The “Raw Settings” view, shown below, shows all site-to-zone configuration settings, listing where they are defined, the zone each is assigned to, and whether that particular setting is in effect or ignored. Both views show the criteria that are used to determine which ZoneMap settings are in effect and which are ignored (per the rules listed in the Appendix.)

ZoneMapViewer-RawSettings

As with all other IEZoneAnalyzer views, columns can be sorted, resized and reordered; content can be searched for specific text, copied to the clipboard and exported to CSV and to Excel files. Further, the sort order for the “Website” columns is based on domain names rather than on a strict alphabetic order. For example, all the “microsoft.com” mappings are grouped together, alphabetized by subdomains in reverse order.

[Updated 14-Oct-2011:  Posted v3.5.0.3 to fix a bug, and to change the text associated with URL Action 180C which ended up not being used by Windows or IE.]

[Updated 15-May-2012:  Posted v3.5.0.4 to fix a bug involving precedence of Computer policies over User policies.]

[Updated 7-June-2012:  Re-posted v3.5.0.4 with the documentation back in!  Sorry about that.]

[Updated 20-June-2013:  Posted v3.5.0.5:  fixes version reporting issue with IE10, added text for additional settings, and added sample files back in, including a new one reporting default settings for IE10 on Win8 x64.  It also includes an IEZoneAnalyzer.exe.config file; keep this file in the same directory with IEZoneAnalyzer.exe if you want it to run on a system that has .NET 4.0 but doesn’t have .NET 3.5]
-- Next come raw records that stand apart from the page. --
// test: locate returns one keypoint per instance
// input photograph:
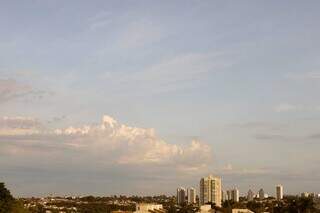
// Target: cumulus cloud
(110, 142)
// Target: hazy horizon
(141, 97)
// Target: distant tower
(210, 190)
(279, 192)
(250, 195)
(235, 195)
(181, 196)
(228, 195)
(191, 193)
(261, 194)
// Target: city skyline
(139, 97)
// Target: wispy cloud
(171, 74)
(313, 75)
(285, 107)
(11, 90)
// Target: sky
(141, 97)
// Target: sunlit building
(191, 193)
(181, 195)
(279, 192)
(210, 190)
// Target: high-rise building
(181, 195)
(223, 195)
(250, 195)
(261, 194)
(210, 190)
(191, 193)
(279, 192)
(228, 195)
(235, 195)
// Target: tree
(8, 203)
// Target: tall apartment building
(210, 190)
(191, 193)
(181, 195)
(250, 195)
(261, 194)
(279, 192)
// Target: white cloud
(110, 142)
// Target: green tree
(8, 203)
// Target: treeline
(8, 203)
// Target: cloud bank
(107, 148)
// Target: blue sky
(234, 82)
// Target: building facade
(261, 194)
(191, 194)
(279, 192)
(181, 195)
(250, 195)
(235, 195)
(210, 190)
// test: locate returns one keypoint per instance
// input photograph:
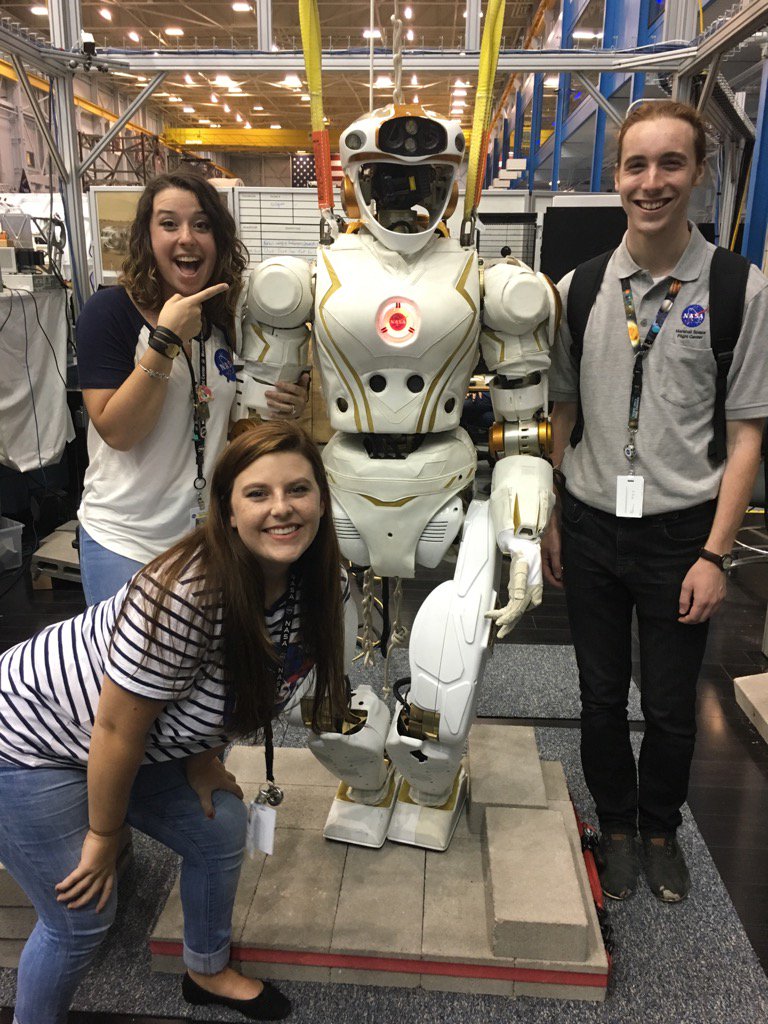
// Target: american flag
(302, 171)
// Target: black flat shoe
(269, 1006)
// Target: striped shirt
(50, 684)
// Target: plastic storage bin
(10, 544)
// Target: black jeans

IEZoneAnalyzer.3.5.0.5.zip

Comments (24)

  1. Anonymous says:

    Version 3.5.0.3 shows wildcards incorrectly? For a trusted zone assignment from a Machine source set by a GPO, the protocol wildcard displays properly in the zone map viewer but the wildcard is omitted for sub domains. For example, in the "GPO:/Computer
    Configuration/Policies/Administrative Templates/Windows Components/Internet Explorer/Internet Control Panel/Security Page/Site to Zone Assignment List", the trusted zone assignment *://*.domain.local is created. The local registry entries show

    HKEY_LOCAL_MACHINESOFTWAREPoliciesMicrosoftWindowsCurrentVersionInternet SettingsZoneMapDomainsord.local *

    HKEY_LOCAL_MACHINESOFTWAREPoliciesMicrosoftWindowsCurrentVersionInternet SettingsZoneMapKey *.domain.local

    but the zone map viewer shows *://domain.local

    while the same assignment of a User Preferences source made as a preference from a "GPO:/User Configuration/Policies/Windows Settings/Internet Explorer Maintenance/Security/Security Zones and Content Ratings/Trusted sites (Security Level: Medium)/Sites/Sites
    in this zone" shows *://*.domain.local

    What gives? Is this a bug? Thanks for all the great tools Aaron!

    [Aaron Margosis – 15-May-2012]  Finally got some time to dig into this.  As far as I can tell, IEZoneAnalyzer is working correctly.  Remember that the values under ZoneMapKey don’t matter, only the values under ZoneMap.  Where you see something like
    a key named "domain.local" containing a value "*" associated with data "1", the "*" means "all protocols", not "all subdomains".  Try creating an assignment for
    https://*.domain.local, and you’ll see the value "https" appear in the registry instead of "*", meaning that the assignment applies to the domain only for the
    https protocol.  Apparently "*" as a subdomain gets dropped.

  2. Anonymous says:

    Aaron,

    While working on compiling the data for our IE9 GPOs, I found what may be a bug with the IEZoneAnalyzer, but I can’t be sure.

    I ran IEZoneAnalyzer on a Win7 32bit machine with IE8 and IE8 Group Policies.  I compared the values reported by IEZoneAnalyzer vs. what the IE8 GPO has configured.  Everything looked great except for the policy "Turn Off First-Run Opt-In" (ID 1208).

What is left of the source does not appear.